Mais les droits de douane ne les affectent pas, il y a un an le président de Chery Europe nous avait prévenu de cette affaire, annonçant qu’ils exportaient des véhicules dans le monde entier depuis plus de 20 ans et qu’ils avaient vu des droits de douane de toutes sortes. Et là, ils continuent. L’Europe ne sera pas un problème. Ils commenceront à assembler et produiront bientôt pour éviter les droits de douane.
BYD produira en Europe, en Hongrie, et le groupe Chery dispose de son premier centre d’assemblage dans la zone franche de Barcelone avec l’aide de la société espagnole Ebro. De plus, avec l’aide de Stellantis, ils finalisent les détails avec CATL pour produire des batteries. à Saragosse. Les Chinois savent que ce n’est qu’une question de temps pour étendre leur force à un marché européen qui commence à voir de bonnes propositions technologiques.
Et ne perdons pas de vue sa mise en œuvre sur de nouveaux marchés. Son marché intérieur est à nouveau en croissance grâce aux subventions aux voitures électriques offertes tant par les constructeurs que par le gouvernement (étatique et provincial), qui les ont déjà amenés à vendre 5,2 millions d’unités en décembre dernier.
Trump, Musk et Tesla
Et les États-Unis ? Le républicain Donald Trump a remporté l’élection présidentielle de novembre contre Kamala Harris, la candidate démocrate, et la peur s’est emparée de la moitié du monde. Le protectionnisme industriel annoncé envers la production nord-américaine constituera un sérieux revers pour les constructeurs automobiles européens. L’ombre des droits de douane plane sur ceux qui ne produisent pas dans ce pays. Pour commencer, il a déjà annoncé 100% pour tous les véhicules venant de l’étranger, y compris de Chine et du Mexique… Et d’Europe ? Tous, pas seulement électriques, qui en ont déjà 100%.

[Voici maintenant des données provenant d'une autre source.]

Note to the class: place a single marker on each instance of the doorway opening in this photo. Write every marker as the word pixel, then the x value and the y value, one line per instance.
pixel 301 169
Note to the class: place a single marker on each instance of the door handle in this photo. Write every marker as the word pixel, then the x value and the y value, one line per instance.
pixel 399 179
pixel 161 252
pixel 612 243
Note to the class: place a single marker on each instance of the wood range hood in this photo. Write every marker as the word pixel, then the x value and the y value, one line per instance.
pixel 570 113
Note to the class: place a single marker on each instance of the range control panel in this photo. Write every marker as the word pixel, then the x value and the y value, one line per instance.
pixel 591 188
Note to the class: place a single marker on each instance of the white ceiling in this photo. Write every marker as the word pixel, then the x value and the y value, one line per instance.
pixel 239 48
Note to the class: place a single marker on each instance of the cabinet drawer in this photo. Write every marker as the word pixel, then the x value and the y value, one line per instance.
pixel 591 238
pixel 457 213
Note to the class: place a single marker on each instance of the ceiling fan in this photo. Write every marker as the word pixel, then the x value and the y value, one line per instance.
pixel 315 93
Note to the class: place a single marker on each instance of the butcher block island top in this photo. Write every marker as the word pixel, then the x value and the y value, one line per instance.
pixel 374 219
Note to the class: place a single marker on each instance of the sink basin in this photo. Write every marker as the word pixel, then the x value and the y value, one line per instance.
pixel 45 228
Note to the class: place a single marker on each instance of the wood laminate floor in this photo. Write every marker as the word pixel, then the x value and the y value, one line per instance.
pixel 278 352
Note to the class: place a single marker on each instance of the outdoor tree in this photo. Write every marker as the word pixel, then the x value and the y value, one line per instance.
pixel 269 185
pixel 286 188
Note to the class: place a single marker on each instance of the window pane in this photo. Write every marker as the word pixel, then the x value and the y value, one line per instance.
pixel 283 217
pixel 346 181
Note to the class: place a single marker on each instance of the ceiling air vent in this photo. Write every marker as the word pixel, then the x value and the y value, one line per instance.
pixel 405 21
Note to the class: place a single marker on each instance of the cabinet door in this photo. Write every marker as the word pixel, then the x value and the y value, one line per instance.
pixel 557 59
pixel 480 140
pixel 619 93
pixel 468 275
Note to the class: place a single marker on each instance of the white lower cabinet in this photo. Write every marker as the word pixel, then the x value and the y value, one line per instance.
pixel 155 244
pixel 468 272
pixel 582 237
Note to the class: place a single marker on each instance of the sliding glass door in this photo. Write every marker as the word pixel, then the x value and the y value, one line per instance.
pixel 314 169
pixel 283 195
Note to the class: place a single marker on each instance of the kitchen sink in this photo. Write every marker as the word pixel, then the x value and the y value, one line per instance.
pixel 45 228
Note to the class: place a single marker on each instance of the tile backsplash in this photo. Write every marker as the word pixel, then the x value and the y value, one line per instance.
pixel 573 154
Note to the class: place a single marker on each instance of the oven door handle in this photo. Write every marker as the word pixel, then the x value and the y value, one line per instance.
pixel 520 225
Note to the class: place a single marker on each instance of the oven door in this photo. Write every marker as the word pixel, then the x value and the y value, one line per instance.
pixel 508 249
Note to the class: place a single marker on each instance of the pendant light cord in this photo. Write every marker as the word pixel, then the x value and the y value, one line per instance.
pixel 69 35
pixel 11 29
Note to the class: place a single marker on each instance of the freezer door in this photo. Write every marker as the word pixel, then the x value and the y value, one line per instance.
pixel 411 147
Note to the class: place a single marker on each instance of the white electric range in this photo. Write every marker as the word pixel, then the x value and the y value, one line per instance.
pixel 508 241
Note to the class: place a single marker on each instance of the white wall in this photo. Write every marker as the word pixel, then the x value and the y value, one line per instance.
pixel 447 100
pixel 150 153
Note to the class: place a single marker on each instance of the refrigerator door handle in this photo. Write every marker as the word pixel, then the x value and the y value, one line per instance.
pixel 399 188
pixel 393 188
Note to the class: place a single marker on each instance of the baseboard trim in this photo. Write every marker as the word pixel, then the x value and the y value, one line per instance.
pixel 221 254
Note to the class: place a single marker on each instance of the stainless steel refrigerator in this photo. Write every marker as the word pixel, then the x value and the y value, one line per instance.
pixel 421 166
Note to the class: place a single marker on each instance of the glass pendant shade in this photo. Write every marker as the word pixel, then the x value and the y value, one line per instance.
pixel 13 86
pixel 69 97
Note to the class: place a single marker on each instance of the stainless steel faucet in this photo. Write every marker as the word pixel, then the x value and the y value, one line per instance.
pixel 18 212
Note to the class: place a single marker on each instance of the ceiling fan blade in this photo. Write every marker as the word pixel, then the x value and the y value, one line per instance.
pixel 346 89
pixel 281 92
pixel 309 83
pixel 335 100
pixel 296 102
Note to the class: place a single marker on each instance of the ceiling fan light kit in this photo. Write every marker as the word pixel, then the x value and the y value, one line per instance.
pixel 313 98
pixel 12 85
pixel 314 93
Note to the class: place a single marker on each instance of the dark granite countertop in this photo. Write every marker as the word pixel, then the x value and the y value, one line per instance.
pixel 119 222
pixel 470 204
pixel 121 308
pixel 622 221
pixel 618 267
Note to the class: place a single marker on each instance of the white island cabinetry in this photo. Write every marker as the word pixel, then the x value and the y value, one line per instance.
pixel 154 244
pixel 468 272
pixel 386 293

Mais sans qu’il soit nécessaire que Trump occupe à nouveau le bureau ovale de la Maison Blanche, les États-Unis ont déjà commencé à faire pression sur l’Europe. La loi de réduction de l’inflation du locataire sortant, le démocrate Joe Biden, durcit les prix d’approvisionnement des matériaux et minéraux étrangers pour produire des batteries. Ils suppriment également l’accès aux crédits d’impôt pour plusieurs modèles Volkswagen, Stellantis et Nissan figurant sur la liste du ministère de l’Énergie et de l’Agence américaine de protection de l’environnement.
Un autre fait de ce qui est authentiquement américain : 51 % des matériaux de la Ford Mustang Mach-e sont actuellement fabriqués en Chine. Et ce pendant que Tesla continuera de croître aux États-Unis sous la direction de Musk, avec le soutien de Trump.
Fusion japonaise
Et pour boucler le cercle vicieux de l’automobile, gardons un œil sur la fusion de trois marques japonaises : Nissan, Honda et Mitsubishi. Dans un acte de fierté patriotique, ils ont entamé des négociations pour former une alliance solide face à la baisse des ventes et à la menace des Coréens et des Chinois, notamment sur les marchés locaux et asiatiques. Ce sera un chapitre à considérer qui prendra forme au milieu de l’année.
De ce remaniement, ils soulignent la nouvelle structure de l’Alliance avec Renault (aujourd’hui avec Nissan). Le départ de Carlos Tavares de la direction du groupe Stellantis et l’intérêt du gouvernement français à rechercher un syndicat pour Renault pourraient commencer à jouer un rôle clé.